By the time I slide into home base, my unathletic reality hits like an icy snow-covered sidewalk in November. I’m battered and the little hoods start to slip over my eyes. It’s 8:30 a.m. and I begin the countdown to bedtime. Would it be so terrible to go to bed in, say, twelve hours?
None of this behaviour is good for productivity. This has not been a productive week, unless counting the number of times an hour the vertical cursor flashes on the computer screen can be considered productive.
As I lolled in anguish last night, trying to read and to get excited about this week’s menu plan, I kept drifting off for the mini-naps that my father-in-law calls “resting his eyes.” Mini-naps are very disturbing. Your head dips forward on your neck causing strands of drool to leak from your mouth, then when the weight of your skull is about to snap your neck tendons, you jolt as if you‘ve been rear-ended by a semi. Your head snaps back, your eyes open, you blink rapidly, you have no idea where you are, and you become certain you have an early form of dementia. Disturbing. Very disturbing.

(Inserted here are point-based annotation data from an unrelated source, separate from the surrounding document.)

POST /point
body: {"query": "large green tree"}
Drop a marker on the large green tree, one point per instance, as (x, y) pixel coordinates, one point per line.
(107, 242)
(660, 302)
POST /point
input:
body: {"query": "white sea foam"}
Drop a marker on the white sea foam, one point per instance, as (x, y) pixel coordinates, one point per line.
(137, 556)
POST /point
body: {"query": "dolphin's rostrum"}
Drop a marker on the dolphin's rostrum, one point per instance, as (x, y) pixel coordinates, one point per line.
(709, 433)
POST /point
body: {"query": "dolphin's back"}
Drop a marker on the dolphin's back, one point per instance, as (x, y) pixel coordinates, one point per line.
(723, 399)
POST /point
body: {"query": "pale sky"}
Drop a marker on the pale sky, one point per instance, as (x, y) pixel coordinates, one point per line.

But last night, as I did this, then looked over at the devious clock that told me it was only 10:17, the reason for the discombobulating struck me: the ruddy time change. Even though we technically had an extra hour of sleep this week, my body hasn’t caught on. My body says, “Whoa, little lassie, something is wrong!”
This happens to me twice a year — spring and fall — and it happens regardless of which way the time is supposedly changing, but somehow, I’m slow to catch on to these flulike, non-flu symptoms.
Since I can’t find the button to re-set my biological clock, I’ve made a decision about spring. I’m not changing. I’m going to keep working on the current time. Others around me will learn to adapt. It will also give me a legitimate reason for showing up at the wrong time for meetings and airplanes.